暮れに三国に到着した一行は、すぐに坂中井の首長の館に迎えられ、堅楲君からも労わりの言葉をかけられ、ともに暮らすことを勧められたが、振媛は道中で考えてきた通り、本家と距離を置いた地で自らの手で男大迹を育てたいと思い、「母のゆかりのある高向に住みたいと存じます。どうかお許しを……」と堅楲君に願いを通し、正月早々、帰国時の従者の内で主だったものを供にして、高向に移っていった。
本拠の坂中井とは一定の距離を置いた生活を続けていたが、堅楲君の計らいであろうか、支族の三ミ尾オノ角ツヌ折オリの長からの厚い支援もあり、特に暮らしぶりに困ることもなく日々を過ごしていた。

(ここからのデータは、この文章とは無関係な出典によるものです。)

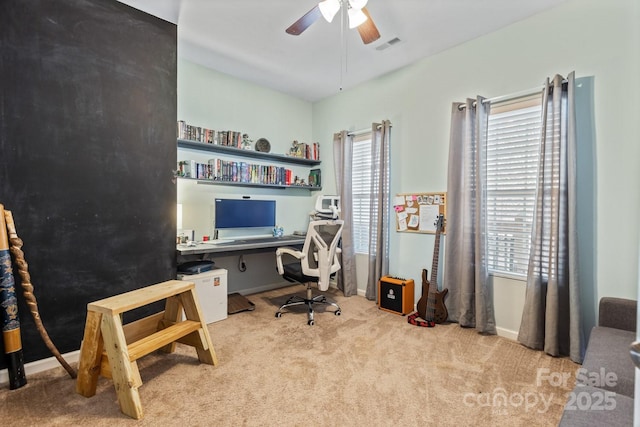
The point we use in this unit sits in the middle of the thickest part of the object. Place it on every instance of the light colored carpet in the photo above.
(367, 367)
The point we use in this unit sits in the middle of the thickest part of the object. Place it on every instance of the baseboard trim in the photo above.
(41, 365)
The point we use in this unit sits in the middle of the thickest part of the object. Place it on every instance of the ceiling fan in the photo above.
(357, 12)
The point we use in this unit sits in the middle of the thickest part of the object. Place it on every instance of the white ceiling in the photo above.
(246, 38)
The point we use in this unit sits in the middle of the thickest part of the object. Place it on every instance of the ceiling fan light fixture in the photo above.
(329, 8)
(356, 17)
(358, 4)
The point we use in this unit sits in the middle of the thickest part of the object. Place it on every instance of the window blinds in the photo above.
(512, 167)
(361, 171)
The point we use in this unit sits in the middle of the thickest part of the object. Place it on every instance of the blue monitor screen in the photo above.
(235, 213)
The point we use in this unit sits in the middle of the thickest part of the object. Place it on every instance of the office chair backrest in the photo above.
(320, 247)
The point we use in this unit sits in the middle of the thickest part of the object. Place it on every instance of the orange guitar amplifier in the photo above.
(395, 295)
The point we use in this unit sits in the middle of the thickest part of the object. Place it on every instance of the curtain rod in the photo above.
(510, 96)
(361, 131)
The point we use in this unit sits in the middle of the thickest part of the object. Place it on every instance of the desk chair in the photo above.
(317, 261)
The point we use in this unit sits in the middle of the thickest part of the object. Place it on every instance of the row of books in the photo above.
(306, 151)
(228, 138)
(241, 172)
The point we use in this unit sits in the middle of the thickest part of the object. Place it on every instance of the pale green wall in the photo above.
(597, 39)
(211, 99)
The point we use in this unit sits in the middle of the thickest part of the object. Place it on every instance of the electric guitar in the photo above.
(431, 306)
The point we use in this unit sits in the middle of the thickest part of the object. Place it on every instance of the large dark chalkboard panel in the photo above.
(87, 142)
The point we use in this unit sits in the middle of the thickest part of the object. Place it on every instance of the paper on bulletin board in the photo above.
(419, 212)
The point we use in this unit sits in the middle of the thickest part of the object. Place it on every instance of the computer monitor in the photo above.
(244, 213)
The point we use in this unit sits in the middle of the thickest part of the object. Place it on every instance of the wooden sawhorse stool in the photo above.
(124, 344)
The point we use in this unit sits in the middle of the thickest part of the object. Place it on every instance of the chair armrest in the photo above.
(617, 313)
(286, 250)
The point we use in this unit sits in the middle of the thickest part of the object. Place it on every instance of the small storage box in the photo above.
(395, 295)
(211, 289)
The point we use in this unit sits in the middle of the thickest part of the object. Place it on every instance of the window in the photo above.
(361, 174)
(512, 168)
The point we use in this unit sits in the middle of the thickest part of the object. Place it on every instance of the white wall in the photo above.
(600, 41)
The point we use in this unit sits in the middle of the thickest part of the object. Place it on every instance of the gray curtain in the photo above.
(470, 301)
(342, 155)
(379, 207)
(551, 315)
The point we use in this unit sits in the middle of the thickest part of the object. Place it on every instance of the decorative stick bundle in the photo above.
(9, 308)
(7, 226)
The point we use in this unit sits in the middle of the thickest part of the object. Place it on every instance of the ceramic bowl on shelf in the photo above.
(263, 145)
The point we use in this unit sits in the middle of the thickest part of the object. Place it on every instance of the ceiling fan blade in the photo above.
(305, 22)
(368, 30)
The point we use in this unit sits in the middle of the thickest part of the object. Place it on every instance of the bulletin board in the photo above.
(418, 212)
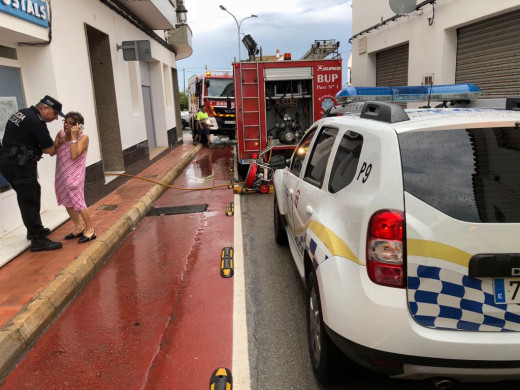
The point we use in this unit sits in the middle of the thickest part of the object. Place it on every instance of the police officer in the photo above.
(26, 138)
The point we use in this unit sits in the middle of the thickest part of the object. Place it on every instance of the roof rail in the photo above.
(404, 94)
(384, 112)
(378, 111)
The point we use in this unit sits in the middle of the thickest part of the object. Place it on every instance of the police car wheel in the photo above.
(280, 234)
(325, 357)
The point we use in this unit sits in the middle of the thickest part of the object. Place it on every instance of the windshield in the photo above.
(219, 87)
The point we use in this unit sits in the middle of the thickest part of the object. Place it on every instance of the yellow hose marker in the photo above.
(230, 209)
(226, 262)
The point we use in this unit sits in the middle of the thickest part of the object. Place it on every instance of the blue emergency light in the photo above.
(403, 94)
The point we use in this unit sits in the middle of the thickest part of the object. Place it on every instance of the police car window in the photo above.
(300, 152)
(471, 175)
(346, 161)
(320, 156)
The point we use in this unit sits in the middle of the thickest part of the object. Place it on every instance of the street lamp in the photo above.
(239, 63)
(181, 12)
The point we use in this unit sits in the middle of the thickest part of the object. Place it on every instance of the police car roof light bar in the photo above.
(403, 94)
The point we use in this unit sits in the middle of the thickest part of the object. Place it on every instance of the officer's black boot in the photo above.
(44, 233)
(42, 243)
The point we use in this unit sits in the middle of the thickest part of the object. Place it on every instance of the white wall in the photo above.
(432, 48)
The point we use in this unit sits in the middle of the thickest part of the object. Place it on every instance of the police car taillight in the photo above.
(385, 254)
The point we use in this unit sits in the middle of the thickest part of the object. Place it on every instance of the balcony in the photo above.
(180, 40)
(157, 14)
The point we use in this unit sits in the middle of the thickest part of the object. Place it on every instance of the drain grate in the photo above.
(196, 208)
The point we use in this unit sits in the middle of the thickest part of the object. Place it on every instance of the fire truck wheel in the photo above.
(251, 175)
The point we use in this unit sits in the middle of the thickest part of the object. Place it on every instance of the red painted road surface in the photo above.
(158, 315)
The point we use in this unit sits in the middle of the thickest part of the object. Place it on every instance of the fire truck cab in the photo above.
(213, 89)
(277, 101)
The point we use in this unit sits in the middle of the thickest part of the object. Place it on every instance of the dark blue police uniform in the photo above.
(25, 132)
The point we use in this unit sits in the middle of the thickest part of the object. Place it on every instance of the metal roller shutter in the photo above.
(302, 73)
(488, 54)
(392, 66)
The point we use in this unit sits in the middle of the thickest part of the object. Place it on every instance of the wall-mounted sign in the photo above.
(34, 11)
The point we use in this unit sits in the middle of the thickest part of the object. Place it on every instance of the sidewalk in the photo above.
(35, 287)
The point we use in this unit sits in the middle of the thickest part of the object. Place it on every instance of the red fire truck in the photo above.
(213, 89)
(277, 101)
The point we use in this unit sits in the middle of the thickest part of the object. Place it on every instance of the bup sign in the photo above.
(327, 83)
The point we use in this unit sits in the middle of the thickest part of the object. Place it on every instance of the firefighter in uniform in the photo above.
(25, 139)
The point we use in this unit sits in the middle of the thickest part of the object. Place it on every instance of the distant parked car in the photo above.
(185, 118)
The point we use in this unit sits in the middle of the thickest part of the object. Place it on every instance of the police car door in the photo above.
(309, 192)
(292, 178)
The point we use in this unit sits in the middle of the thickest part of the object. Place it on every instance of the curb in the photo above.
(28, 324)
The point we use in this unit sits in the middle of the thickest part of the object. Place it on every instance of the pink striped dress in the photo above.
(69, 182)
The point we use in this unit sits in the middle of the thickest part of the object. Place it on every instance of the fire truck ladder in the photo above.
(250, 98)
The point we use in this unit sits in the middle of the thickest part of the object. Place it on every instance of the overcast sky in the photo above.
(290, 26)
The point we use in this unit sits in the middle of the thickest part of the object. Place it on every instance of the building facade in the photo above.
(115, 61)
(439, 42)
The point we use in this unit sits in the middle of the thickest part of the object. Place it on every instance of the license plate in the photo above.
(507, 290)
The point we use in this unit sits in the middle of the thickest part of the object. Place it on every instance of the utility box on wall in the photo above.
(136, 50)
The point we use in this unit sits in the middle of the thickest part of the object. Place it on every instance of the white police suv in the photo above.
(405, 226)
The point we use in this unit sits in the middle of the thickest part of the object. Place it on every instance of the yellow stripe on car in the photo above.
(437, 250)
(333, 243)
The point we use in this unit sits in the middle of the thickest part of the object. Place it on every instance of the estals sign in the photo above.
(33, 11)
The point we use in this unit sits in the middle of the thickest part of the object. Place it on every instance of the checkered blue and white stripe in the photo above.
(444, 299)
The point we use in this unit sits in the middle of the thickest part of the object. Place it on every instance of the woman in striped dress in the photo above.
(71, 145)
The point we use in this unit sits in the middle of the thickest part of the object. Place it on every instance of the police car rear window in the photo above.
(472, 175)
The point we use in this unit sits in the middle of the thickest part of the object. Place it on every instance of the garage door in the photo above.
(392, 66)
(488, 54)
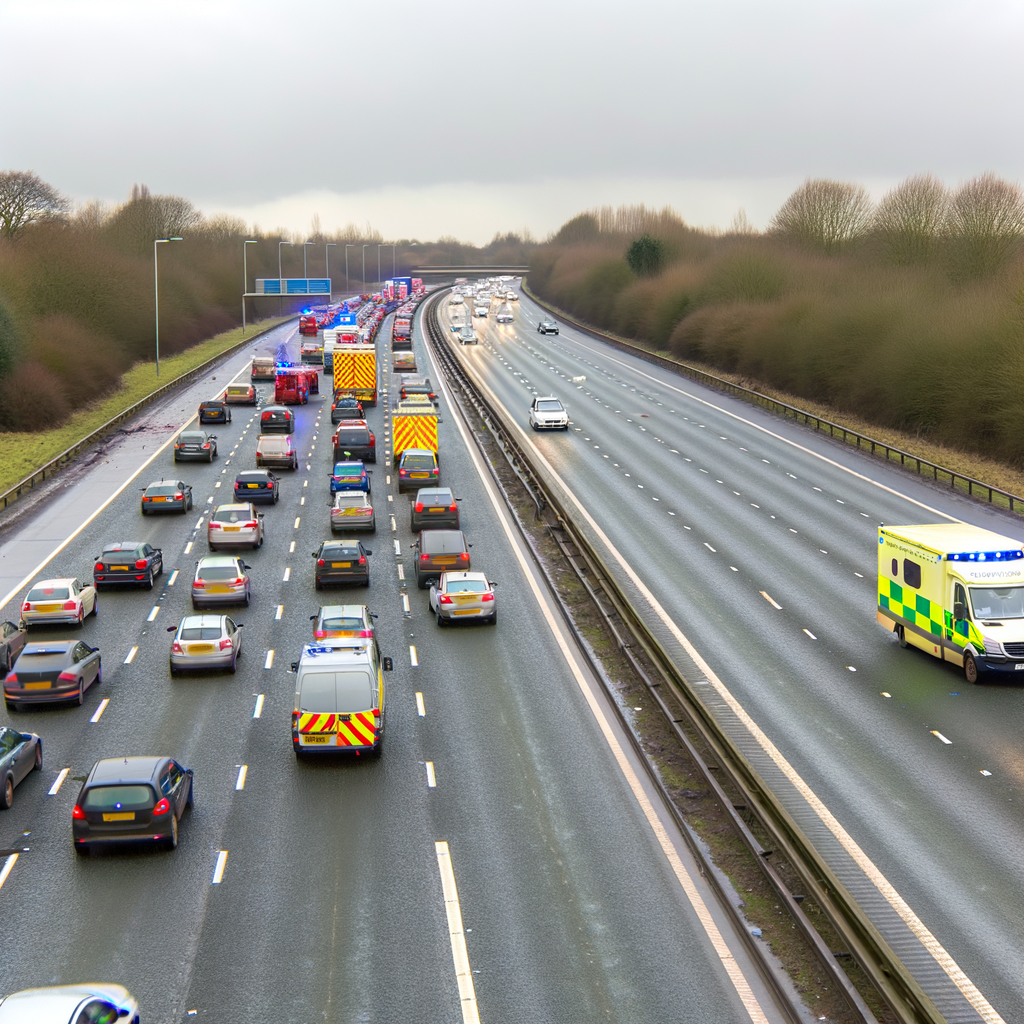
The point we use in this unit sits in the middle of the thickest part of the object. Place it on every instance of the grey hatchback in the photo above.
(131, 800)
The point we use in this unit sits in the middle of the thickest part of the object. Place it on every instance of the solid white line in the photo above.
(8, 866)
(457, 936)
(58, 781)
(218, 870)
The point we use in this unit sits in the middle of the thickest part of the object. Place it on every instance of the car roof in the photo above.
(130, 769)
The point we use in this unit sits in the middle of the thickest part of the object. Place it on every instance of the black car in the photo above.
(341, 561)
(11, 641)
(128, 561)
(132, 800)
(257, 485)
(276, 420)
(434, 507)
(354, 440)
(20, 753)
(196, 444)
(167, 496)
(346, 408)
(214, 412)
(56, 670)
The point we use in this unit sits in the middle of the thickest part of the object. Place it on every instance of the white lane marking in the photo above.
(58, 781)
(457, 936)
(218, 870)
(12, 860)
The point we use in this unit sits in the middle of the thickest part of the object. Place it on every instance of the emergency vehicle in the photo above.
(956, 592)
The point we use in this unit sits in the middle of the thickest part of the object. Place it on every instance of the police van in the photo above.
(339, 697)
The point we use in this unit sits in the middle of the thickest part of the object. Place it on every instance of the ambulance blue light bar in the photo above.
(986, 556)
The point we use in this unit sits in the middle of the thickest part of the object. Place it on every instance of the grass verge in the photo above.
(20, 454)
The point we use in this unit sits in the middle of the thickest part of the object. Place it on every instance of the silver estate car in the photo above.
(205, 642)
(220, 580)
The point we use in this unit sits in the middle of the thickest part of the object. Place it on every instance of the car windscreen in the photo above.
(114, 798)
(997, 602)
(201, 633)
(48, 594)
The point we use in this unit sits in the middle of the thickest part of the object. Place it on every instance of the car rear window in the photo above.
(48, 594)
(105, 798)
(201, 633)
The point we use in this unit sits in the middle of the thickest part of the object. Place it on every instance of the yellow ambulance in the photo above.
(956, 592)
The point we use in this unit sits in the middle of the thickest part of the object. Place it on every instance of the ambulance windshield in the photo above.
(997, 602)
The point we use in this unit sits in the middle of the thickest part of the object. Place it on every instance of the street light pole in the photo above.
(156, 290)
(245, 281)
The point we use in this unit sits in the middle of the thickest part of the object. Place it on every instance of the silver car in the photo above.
(235, 524)
(458, 596)
(101, 1004)
(205, 642)
(220, 580)
(351, 510)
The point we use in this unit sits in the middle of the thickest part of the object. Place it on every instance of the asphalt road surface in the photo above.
(506, 833)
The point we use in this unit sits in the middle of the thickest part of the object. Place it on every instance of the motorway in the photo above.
(318, 891)
(755, 540)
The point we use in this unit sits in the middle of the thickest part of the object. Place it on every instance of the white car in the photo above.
(58, 601)
(548, 414)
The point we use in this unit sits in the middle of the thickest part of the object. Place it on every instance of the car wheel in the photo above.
(971, 669)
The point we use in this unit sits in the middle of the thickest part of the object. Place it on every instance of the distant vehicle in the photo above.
(131, 800)
(100, 1004)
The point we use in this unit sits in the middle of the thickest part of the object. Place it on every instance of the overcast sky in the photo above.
(465, 118)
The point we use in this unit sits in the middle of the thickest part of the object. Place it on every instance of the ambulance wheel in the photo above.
(971, 669)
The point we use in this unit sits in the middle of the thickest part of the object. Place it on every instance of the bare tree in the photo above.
(824, 214)
(985, 223)
(911, 218)
(25, 198)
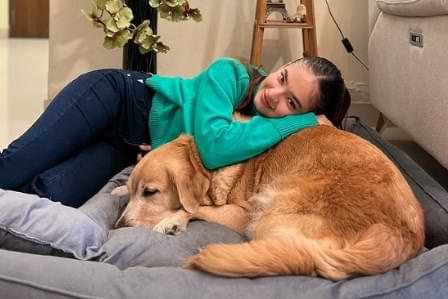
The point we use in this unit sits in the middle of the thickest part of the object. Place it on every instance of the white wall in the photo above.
(226, 30)
(75, 45)
(3, 62)
(4, 15)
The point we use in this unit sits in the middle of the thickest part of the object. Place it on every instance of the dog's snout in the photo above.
(121, 222)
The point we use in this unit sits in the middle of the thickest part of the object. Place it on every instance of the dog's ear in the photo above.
(190, 179)
(120, 191)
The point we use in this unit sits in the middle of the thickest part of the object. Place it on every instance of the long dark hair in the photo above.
(332, 97)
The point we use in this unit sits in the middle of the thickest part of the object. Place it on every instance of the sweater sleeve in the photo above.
(222, 141)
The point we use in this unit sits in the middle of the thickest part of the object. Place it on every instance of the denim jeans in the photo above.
(89, 132)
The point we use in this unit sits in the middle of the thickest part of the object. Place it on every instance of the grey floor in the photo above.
(428, 163)
(394, 135)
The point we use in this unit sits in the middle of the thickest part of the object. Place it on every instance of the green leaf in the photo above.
(122, 37)
(160, 47)
(114, 6)
(154, 3)
(101, 4)
(108, 43)
(123, 18)
(111, 25)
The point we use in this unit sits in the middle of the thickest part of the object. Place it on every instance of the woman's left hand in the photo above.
(323, 120)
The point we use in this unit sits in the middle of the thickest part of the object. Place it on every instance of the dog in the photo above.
(323, 202)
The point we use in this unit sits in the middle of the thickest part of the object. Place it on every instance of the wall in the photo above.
(3, 61)
(4, 15)
(226, 29)
(75, 45)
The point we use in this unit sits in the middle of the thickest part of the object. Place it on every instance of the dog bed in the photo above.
(53, 251)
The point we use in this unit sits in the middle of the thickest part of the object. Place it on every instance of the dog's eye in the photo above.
(147, 192)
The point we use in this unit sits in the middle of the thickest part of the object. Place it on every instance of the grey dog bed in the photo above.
(53, 251)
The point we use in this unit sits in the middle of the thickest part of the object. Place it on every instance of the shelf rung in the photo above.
(280, 24)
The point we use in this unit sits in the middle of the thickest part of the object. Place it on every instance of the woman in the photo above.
(97, 124)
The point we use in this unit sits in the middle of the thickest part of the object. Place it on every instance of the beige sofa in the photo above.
(408, 69)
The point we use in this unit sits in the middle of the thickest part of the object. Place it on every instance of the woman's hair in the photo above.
(332, 97)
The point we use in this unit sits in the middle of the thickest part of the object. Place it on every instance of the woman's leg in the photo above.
(78, 116)
(75, 180)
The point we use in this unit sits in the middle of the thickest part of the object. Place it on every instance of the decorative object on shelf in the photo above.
(302, 19)
(116, 18)
(277, 6)
(280, 6)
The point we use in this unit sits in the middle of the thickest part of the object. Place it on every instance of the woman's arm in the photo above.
(222, 141)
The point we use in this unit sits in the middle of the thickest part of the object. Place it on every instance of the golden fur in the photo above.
(322, 202)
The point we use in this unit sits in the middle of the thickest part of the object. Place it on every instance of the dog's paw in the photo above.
(170, 226)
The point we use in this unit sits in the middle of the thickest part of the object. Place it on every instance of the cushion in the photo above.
(22, 276)
(414, 8)
(432, 196)
(38, 225)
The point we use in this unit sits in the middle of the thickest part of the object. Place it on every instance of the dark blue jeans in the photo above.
(89, 132)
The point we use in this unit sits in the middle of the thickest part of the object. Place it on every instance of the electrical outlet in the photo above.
(416, 39)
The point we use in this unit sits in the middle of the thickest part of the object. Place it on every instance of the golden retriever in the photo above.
(322, 202)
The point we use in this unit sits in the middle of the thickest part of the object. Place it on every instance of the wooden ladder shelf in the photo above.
(307, 26)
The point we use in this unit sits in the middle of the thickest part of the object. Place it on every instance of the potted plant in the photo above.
(132, 24)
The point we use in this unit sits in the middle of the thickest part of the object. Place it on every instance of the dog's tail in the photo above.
(375, 251)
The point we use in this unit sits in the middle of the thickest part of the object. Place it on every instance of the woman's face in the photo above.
(289, 90)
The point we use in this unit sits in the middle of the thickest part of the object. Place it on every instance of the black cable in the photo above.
(345, 41)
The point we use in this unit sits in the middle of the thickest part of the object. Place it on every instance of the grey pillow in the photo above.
(32, 224)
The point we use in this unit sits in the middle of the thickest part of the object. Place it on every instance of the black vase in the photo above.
(132, 59)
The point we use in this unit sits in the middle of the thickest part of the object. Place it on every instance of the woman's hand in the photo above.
(323, 120)
(145, 148)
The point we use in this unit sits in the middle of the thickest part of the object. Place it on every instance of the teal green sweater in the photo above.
(202, 106)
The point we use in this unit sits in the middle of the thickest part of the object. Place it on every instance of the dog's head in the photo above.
(167, 179)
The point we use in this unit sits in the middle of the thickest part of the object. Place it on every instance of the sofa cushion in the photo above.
(432, 196)
(414, 8)
(38, 225)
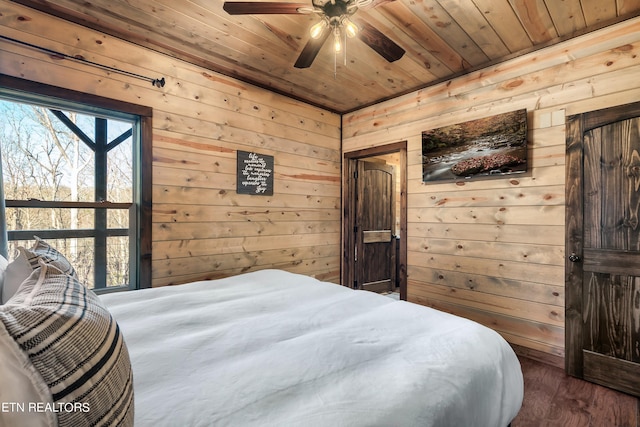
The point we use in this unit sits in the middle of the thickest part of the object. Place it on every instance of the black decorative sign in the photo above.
(255, 174)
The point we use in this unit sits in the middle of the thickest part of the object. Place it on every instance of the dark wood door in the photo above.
(603, 248)
(374, 227)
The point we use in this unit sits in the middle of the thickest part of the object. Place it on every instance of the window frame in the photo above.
(61, 98)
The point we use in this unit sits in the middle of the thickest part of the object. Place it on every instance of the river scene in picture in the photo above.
(493, 146)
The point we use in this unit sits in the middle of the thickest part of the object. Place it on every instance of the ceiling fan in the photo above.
(335, 20)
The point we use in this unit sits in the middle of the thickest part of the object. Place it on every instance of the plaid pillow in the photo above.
(41, 250)
(76, 346)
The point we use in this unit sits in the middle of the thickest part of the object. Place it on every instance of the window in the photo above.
(72, 174)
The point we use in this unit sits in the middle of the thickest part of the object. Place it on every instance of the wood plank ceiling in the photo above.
(442, 39)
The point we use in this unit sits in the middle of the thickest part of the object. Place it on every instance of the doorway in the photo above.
(375, 219)
(602, 295)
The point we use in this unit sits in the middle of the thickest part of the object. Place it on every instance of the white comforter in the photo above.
(273, 348)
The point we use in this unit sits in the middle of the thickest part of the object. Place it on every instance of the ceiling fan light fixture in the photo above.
(318, 28)
(349, 27)
(337, 42)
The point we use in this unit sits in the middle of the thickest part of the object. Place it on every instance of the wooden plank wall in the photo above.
(201, 227)
(493, 250)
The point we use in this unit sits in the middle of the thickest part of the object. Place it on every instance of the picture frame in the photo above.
(487, 147)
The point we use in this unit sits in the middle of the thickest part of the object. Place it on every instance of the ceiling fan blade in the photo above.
(382, 44)
(310, 51)
(263, 8)
(375, 3)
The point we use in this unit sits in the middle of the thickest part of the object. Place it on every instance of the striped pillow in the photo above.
(76, 346)
(41, 250)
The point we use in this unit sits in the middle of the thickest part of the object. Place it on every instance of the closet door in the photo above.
(603, 248)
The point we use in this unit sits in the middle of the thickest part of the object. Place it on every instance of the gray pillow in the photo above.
(75, 344)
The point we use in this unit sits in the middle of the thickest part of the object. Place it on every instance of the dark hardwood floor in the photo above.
(552, 398)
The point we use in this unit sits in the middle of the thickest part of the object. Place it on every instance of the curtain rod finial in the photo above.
(158, 82)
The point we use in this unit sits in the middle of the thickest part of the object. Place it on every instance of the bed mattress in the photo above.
(272, 348)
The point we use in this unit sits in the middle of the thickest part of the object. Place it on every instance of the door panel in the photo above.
(375, 219)
(603, 282)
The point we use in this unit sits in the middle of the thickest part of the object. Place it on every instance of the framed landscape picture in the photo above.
(493, 146)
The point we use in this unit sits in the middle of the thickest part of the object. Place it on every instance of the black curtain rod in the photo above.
(156, 82)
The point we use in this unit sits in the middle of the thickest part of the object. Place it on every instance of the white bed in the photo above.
(272, 348)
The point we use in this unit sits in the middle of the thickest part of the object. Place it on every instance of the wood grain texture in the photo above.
(494, 250)
(551, 398)
(201, 228)
(442, 39)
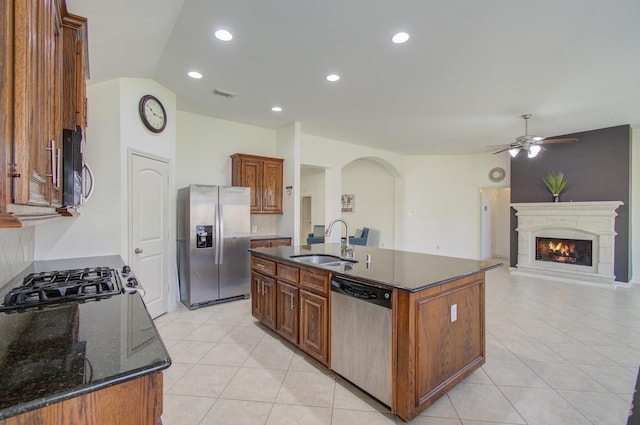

次の年の正月、振媛は五歳を迎えた男大迹を連れて久しぶりに坂中井を訪れ、三尾の首長である堅楲君をはじめ主だった親族に新年の挨拶を済ませ、元日の一日を少なからず気兼ねしながら過ごした。
男大迹といえば、広い館と大勢の人の中でいつになく落ち着きのない表情をしていたが、それでも嬉しそうにあちこちと動き回っている。広間の脇の控えの間を覗くと、男大迹より少し年上らしい男の子が、妹と見える二、三歳の幼子の前で何かをして遊んでいる。
先ほど年賀の挨拶をした際、首長の横にいた長男で後取りの堅夫であった。
普段、高向では同年輩の子供と触れ合うことはなく、ともに遊びたいと思い部屋に入った。
堅夫が手にしていたのはこぶし大の木を紡錘型に削って先に円い棒の柄を付けたもので、その柄を手でひねれば床の上でしばらく回っている。高句麗から任那を経て伝わった玩具ゆえ「コマ(高麗)」と言われている。
堅夫の膝の前には色違いの物が三個ほど転がっており、男大迹も同じように遊ぼうと、堅夫に笑顔で会釈しながらコマを手に取ろうとしたところ、
「吾のものに触るな、太杜。高向のよそ者は近寄るな。さがれ!」
ときつい言葉を発した。堅夫は大柄の男大迹とほぼ同じ体格だが二つ年上の七歳になる。気の強い性格で首長の長子であるという立場がそうさせているのか周りに対し少しわがままである。
堅夫の叱責に男大迹は一瞬戸惑うが、仕方なく鼻に指を添えながら部屋を出て母のもとに戻った。ただ、ともに遊びたいという子供ながらの想いは残ったままであった。